During October and November, these types of birds migrate from North America to South America.

They cross the isthmus in a stripe of not more than 16 kilometers wide, being a special hazard to aviation.

Whenever a bird crashes with some part of an aircraft, as for example the wings, nose or engines, the airlines suffer millionaire losses. Although the air companies do not submit specific reports about aircraft repair expenses, it is known for example, that the repair of an engine may exceed B/. 1.5 million.

In order to reduce bird strikes and avoid huge losses, the International Airport of Tocumen has recently installed an innovative bird dispersal system, known as Claws. This tool combines the sounds produced by a propane cannon with those emitted by different acoustic effects, of different nature, to assure that birds never get accustomed to the equipment.

Melquíades Ramos, a Technician at the ANAM Department of Protected Areas and Wild Lives, explains that the work of that institution is to issue hunting and bird control permits.
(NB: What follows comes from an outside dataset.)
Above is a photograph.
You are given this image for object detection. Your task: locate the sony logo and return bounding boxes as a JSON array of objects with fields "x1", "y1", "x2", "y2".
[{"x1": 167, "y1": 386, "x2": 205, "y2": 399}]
Those permits should be renewed every three months and allow to scare away birds by means of fireworks and flares that do not affect the environment.

The wildlife technician wanted to make clear that those permits do not allow hunting all kind of birds.
Ramos specifies that they are only for birds such as black vulture, chango, cattle egret, Great – tailed grackle (talingo) and the columba livia (Rock pigeon).

According to Ramos, the only places within the Capital area that have these permits are Tocumen International Airport, Marcos A. Gelabert in Albrook and Howard’s.

Ramos also explains that ANAM not only grants the hunting and bird control permits but also verifies that all poultry companies that operate within the airports lineal perimeter, as in the case of Juan Díaz, fulfill the Peru's environmental operating agreement (known by its Spanish acronym, PAMA).

In this sense, Zoroel Díaz, from AAC, requested the Department of Health to put more pressure on those companies that break the norms established in PAMA.